Warming ocean temperatures resulting from climate change are endangering fish stocks around the world, shrinking some populations by as much as 35 percent, according to a new study, reported by CNN.

The study shows that rising ocean temperatures over the past 80 years have led to declining sustainable catches in 124 fish and shellfish species. This figure represents the amount that can be fished without causing long-term damage to the populations. Overall, the study found a decline of 4 percent as a result of rising temperatures.

The researchers, from Rutgers University in New Jersey, analyzed data on fisheries and ocean temperatures to evaluate changes in sustainable catches from 1930 to 2010.

The most dramatic declines were in regions along Asia’s Pacific coast, such as the East China Sea and Japan’s Kuroshi Current, where seafood stocks declined between 15 and 35 percent over the past 80 years. Many of the world’s fastest growing populations rely on fish stocks in these regions.

“Ecosystems in East Asia have seen enormous declines in productivity. These areas have particularly rapid warming [and] also have historically high levels of overfishing,” according to the study’s lead author, University of California Santa Barbara quantitative ecologist Chris Free.

These effects have been exacerbated by overfishing, Free says.

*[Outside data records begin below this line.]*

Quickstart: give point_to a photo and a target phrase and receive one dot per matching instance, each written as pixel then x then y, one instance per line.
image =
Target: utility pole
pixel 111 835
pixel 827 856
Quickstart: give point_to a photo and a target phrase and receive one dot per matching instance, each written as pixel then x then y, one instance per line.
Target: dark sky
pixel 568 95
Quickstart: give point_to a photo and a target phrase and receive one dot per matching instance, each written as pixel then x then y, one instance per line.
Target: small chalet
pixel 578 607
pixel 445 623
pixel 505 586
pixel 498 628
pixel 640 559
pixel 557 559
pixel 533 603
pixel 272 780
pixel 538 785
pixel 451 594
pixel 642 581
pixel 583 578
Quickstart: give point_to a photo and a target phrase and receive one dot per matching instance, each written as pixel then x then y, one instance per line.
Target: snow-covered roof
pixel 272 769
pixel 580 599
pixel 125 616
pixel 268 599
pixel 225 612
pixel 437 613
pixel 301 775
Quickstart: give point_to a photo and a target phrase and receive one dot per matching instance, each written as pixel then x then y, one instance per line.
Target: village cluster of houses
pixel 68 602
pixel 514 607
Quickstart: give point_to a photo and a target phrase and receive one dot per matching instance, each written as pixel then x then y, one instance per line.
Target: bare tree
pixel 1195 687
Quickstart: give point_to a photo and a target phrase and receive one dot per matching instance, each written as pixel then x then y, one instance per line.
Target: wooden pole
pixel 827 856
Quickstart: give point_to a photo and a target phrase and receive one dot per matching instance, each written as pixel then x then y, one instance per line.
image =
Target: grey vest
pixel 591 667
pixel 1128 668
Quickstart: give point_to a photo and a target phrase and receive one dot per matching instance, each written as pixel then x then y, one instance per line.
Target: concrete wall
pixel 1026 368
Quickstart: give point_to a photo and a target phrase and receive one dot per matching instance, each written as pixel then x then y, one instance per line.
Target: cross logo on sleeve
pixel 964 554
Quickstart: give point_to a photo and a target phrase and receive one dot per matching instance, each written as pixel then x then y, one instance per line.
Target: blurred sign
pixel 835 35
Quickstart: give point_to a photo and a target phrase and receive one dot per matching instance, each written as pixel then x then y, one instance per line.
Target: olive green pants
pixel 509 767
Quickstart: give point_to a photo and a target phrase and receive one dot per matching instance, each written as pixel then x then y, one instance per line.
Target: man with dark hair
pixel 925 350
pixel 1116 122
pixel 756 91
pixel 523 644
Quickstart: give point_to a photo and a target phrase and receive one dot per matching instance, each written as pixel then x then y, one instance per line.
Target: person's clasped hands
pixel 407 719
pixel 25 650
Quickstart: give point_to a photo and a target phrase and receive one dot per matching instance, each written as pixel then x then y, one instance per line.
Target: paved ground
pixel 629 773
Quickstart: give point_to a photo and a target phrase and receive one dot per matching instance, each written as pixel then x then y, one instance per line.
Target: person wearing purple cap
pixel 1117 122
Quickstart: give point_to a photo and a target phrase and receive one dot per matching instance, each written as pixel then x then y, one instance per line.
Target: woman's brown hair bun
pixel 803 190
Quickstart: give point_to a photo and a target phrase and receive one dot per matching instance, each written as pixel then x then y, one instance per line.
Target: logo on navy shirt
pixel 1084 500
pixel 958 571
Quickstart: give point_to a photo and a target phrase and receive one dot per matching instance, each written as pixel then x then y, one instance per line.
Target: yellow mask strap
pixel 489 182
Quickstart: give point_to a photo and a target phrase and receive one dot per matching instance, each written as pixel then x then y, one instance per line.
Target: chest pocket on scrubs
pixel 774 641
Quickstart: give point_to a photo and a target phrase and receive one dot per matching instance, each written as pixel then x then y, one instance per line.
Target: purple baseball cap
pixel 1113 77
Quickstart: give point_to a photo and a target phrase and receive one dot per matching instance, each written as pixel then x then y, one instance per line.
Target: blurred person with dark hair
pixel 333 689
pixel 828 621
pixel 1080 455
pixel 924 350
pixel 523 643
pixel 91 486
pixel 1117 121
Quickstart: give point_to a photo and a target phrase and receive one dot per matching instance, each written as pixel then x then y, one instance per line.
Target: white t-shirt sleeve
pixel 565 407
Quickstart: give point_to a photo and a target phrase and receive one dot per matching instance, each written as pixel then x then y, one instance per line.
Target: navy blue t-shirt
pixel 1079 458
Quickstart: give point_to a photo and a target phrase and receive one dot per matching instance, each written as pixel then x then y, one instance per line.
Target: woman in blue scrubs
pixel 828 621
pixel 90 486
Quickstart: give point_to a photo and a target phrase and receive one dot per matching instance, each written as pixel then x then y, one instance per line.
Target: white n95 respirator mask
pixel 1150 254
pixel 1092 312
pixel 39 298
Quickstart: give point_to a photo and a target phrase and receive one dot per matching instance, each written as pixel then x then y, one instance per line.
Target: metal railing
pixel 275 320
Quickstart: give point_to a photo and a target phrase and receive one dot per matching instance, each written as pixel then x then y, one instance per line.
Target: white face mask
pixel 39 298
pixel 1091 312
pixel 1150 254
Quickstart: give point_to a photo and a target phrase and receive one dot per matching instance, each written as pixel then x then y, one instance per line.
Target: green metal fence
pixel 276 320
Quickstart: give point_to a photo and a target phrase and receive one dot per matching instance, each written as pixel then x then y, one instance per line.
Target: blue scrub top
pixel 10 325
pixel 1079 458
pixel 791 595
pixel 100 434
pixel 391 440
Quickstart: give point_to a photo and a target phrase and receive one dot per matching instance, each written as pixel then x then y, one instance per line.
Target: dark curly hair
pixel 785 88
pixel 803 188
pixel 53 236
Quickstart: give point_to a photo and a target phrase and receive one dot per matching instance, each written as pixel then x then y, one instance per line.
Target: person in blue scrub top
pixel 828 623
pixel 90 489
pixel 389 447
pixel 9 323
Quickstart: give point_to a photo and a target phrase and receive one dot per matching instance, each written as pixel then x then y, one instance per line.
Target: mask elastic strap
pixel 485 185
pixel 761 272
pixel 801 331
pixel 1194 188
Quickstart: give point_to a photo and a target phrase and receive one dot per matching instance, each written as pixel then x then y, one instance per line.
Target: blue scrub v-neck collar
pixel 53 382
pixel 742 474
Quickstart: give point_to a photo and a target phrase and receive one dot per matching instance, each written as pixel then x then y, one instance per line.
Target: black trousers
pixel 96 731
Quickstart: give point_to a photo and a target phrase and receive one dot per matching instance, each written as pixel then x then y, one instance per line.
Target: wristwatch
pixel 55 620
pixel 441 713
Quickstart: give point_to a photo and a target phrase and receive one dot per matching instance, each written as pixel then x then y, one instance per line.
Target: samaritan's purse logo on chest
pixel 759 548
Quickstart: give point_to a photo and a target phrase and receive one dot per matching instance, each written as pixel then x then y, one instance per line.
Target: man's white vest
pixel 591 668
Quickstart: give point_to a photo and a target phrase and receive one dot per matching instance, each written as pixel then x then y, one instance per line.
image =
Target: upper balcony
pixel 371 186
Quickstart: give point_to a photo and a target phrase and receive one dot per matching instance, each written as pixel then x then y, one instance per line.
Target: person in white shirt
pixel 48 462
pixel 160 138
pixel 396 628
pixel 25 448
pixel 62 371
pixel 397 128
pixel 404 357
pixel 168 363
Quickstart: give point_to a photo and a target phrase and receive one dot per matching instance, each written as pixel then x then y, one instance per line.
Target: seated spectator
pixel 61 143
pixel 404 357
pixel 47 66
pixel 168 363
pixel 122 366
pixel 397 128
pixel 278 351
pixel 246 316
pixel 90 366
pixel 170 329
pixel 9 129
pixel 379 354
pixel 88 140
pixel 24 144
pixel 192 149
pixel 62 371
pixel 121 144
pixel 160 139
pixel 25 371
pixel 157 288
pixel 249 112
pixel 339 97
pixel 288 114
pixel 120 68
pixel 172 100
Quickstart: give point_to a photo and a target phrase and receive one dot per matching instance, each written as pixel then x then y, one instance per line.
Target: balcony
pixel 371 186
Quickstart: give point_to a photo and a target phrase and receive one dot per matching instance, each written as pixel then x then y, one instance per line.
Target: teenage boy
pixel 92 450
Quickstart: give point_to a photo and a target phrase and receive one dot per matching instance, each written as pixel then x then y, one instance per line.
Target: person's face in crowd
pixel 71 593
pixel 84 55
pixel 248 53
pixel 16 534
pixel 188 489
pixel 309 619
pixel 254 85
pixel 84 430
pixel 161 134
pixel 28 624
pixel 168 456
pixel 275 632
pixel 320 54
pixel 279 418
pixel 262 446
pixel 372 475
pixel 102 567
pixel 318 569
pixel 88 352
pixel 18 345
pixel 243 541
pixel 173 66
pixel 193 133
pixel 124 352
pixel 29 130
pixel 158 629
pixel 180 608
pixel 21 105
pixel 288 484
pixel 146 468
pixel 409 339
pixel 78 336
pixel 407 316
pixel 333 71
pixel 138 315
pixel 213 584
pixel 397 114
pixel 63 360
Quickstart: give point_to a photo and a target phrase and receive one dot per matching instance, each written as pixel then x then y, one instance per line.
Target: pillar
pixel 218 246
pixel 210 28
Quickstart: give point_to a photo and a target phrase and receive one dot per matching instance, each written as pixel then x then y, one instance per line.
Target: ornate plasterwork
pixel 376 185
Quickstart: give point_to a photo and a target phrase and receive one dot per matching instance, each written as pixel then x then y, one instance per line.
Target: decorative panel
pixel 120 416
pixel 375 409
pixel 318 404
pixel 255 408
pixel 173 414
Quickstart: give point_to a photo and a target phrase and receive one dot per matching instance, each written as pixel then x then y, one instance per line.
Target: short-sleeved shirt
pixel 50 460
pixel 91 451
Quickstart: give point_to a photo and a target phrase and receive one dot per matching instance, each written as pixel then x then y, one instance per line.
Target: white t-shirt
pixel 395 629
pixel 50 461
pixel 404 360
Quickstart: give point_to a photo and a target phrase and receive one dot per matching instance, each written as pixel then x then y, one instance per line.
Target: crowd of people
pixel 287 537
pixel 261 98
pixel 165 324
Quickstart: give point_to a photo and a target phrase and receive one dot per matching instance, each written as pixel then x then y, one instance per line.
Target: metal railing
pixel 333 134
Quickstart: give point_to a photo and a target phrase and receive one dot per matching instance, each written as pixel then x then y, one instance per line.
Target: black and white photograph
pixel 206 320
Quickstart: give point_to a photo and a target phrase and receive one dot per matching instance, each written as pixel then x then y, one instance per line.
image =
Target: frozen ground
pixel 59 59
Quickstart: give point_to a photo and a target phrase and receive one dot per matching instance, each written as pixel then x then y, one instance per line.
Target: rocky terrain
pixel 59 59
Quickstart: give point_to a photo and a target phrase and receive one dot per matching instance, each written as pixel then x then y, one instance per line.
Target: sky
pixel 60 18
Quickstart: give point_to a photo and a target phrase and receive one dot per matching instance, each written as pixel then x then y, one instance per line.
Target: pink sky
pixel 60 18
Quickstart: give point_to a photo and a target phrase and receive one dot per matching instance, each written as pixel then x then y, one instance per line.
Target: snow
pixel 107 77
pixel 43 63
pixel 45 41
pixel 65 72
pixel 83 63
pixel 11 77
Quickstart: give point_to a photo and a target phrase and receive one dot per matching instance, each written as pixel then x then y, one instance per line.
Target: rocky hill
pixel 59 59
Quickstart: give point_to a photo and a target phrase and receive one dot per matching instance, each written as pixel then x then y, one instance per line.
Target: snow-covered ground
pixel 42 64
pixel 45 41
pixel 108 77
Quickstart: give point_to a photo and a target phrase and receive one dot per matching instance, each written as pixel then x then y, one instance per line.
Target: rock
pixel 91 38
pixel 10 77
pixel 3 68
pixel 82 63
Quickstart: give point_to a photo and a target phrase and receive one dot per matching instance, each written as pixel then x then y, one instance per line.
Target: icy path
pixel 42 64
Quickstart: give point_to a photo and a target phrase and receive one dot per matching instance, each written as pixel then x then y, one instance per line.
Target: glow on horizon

Reducing the reproductive capacity makes the populations more vulnerable to the longer-term effects of climate change.

Some species, such as black sea bass on the US Atlantic coast, have actually benefited from the warmer temperatures. But if warming continues, scientists say those species are likely to decline as well once they reach their own temperature thresholds.

The researchers said they were “stunned” by the results, which could have grave repercussions for much of the world. Over 56 million people work in the fishing industry around the world. A total of 3.2 billion people rely on seafood as a protein source, and in developing countries, seafood accounts for half of all animal protein consumed.

Free says governments can help address the problem by enforcing rules against overfishing, and using trade agreements to share supplies between areas with populations that have been hurt, and those that have boosted, by warming oceans.

The study was published in the March 1st edition of the journal Science.